Corporate Responsibility in Small and Medium-Sized Enterprises: SME Social Performance: A Four-Cell Typology of Key Drivers and Barriers on Social Issues and Their Implications for Stakeholder Theory.
Corporate Governance: The International Journal of Business in Society, Vol. 7, No. 4, 2007
Posted: 29 May 2011
Date Written: 2007
Abstract
Small and medium enterprises (SMEs) are often neglected in the context of business and society theory building. The purpose of this article is to build a model of why SMEs address social issues by integrating internal and external drivers and barriers to social performance (SP). Using thematic analysis, barriers and drivers to SME social performance are clustered along key stakeholders and presented in a theoretical model. The analysis dates from 1973 until 2006 and is grounded in an extensive literature review that represents a total of 83 countries. It includes academic and practitioner accounts stemming from theoretical and empirical work, as well as conference proceedings. A total of 80 drivers and 96 barriers to SME high social performance are identified.

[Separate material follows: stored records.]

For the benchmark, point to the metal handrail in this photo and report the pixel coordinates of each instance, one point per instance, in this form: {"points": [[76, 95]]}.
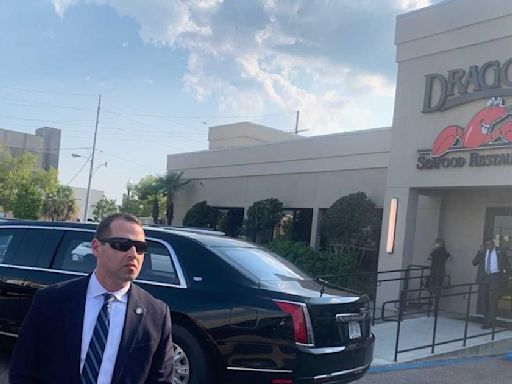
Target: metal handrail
{"points": [[467, 291]]}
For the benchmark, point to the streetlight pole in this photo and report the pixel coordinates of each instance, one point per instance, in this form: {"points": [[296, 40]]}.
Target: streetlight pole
{"points": [[92, 161]]}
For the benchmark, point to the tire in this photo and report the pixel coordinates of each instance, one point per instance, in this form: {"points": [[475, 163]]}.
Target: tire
{"points": [[190, 360]]}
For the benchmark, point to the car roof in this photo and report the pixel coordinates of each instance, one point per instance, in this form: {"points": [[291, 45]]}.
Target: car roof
{"points": [[206, 237]]}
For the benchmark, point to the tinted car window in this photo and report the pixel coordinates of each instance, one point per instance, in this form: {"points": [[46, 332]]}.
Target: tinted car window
{"points": [[260, 264], [75, 253], [34, 242], [158, 265], [5, 240]]}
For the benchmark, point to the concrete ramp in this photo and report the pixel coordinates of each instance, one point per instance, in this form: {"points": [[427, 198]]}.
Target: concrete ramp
{"points": [[417, 332]]}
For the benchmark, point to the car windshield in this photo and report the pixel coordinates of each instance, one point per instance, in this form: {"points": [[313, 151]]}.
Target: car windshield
{"points": [[260, 265]]}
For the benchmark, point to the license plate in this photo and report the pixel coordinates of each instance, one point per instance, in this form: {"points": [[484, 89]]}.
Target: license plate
{"points": [[354, 330]]}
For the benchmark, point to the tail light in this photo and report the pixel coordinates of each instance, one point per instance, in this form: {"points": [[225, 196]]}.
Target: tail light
{"points": [[302, 329]]}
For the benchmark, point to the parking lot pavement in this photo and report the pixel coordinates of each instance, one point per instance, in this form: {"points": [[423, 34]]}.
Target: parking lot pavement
{"points": [[475, 370]]}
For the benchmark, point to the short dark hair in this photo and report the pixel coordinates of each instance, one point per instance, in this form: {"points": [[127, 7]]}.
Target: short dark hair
{"points": [[103, 229]]}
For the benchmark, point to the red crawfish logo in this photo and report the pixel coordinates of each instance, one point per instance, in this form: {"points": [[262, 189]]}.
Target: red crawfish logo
{"points": [[487, 126]]}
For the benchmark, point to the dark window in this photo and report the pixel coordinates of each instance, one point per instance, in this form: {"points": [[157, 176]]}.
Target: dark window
{"points": [[32, 247], [260, 264], [75, 253], [158, 265], [22, 246], [9, 241]]}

This paper develops an SME four-cell ideal type of social issues management (SIM) response typology based on drivers and barriers of social performance. The importance of understanding barriers and drivers to social responsibility (SR) of SIM for stakeholder theory, policy makers, and practitioners is discussed, concluding with implications for further SME-SR research. The four-cell typology considers the theoretical claims of stakeholder theory within the context of SMEs and proposes a heteronomy of stakeholder salience.